Bombay High Court refused to hear a petition against the decision 16 per cent reservation to Marathas.
Mumbai:
The Bombay High Court on Wednesday refused to hear a petition against the decision of the Maharashtra government to provide 16 per cent reservation to the Maratha community in jobs and educational institutions.
"Not before me," said Justice VM Kanade sitting in a division bench with Justice Swapna Joshi when the PIL, filed by the activist Ketan Tirodkar, and an application filed by Vinod Patil seeking expeditious hearing, came up.
Justice Kanade did not give any reason for recusing himself.
In December 2014, the High Court had stayed the decision to grant reservation in response to PILs filed by Mr Tirodkar and others.
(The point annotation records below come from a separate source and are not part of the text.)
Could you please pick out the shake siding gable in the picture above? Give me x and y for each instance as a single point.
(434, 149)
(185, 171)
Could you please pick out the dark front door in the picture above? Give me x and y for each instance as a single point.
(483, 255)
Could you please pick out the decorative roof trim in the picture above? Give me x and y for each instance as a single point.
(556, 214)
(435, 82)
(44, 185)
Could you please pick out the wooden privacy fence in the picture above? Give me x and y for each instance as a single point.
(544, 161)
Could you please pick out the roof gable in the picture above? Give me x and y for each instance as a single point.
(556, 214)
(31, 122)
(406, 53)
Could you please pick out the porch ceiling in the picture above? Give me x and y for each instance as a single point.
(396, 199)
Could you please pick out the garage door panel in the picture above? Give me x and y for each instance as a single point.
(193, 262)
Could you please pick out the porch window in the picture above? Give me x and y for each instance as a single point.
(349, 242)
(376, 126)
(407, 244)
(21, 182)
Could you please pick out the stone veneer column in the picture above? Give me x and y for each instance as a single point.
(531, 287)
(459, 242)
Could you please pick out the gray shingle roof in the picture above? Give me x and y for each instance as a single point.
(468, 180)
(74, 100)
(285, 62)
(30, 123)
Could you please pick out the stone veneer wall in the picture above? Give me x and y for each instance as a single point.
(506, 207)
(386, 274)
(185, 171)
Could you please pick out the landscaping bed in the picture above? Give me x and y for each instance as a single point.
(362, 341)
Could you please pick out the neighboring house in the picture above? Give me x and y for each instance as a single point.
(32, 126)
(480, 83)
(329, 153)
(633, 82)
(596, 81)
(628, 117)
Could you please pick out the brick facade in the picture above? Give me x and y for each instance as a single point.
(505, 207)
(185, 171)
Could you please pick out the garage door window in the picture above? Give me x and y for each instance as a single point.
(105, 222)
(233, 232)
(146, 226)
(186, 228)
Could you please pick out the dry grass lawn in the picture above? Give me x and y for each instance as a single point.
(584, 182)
The stay is still in operation. Mr Tirodkar's plea contended that the decision to term the Maratha community as socially and educationally backward is a "fraud" committed upon the country and its Constitution.
The Congress-NCP government in 2014 had announced reservation for Marathas, a politically dominant community.
It had also provided five per cent reservations for Muslims. The plea has only challenged the reservation for Marathas.
75 per cent or more land in the state is owned by the Maratha community and between 1962 and 2004, over 1200 out of the over 2000 MLAs were Marathas, and more than 72 per cent of the cooperative institutions are controlled by the people belonging to the community, it said.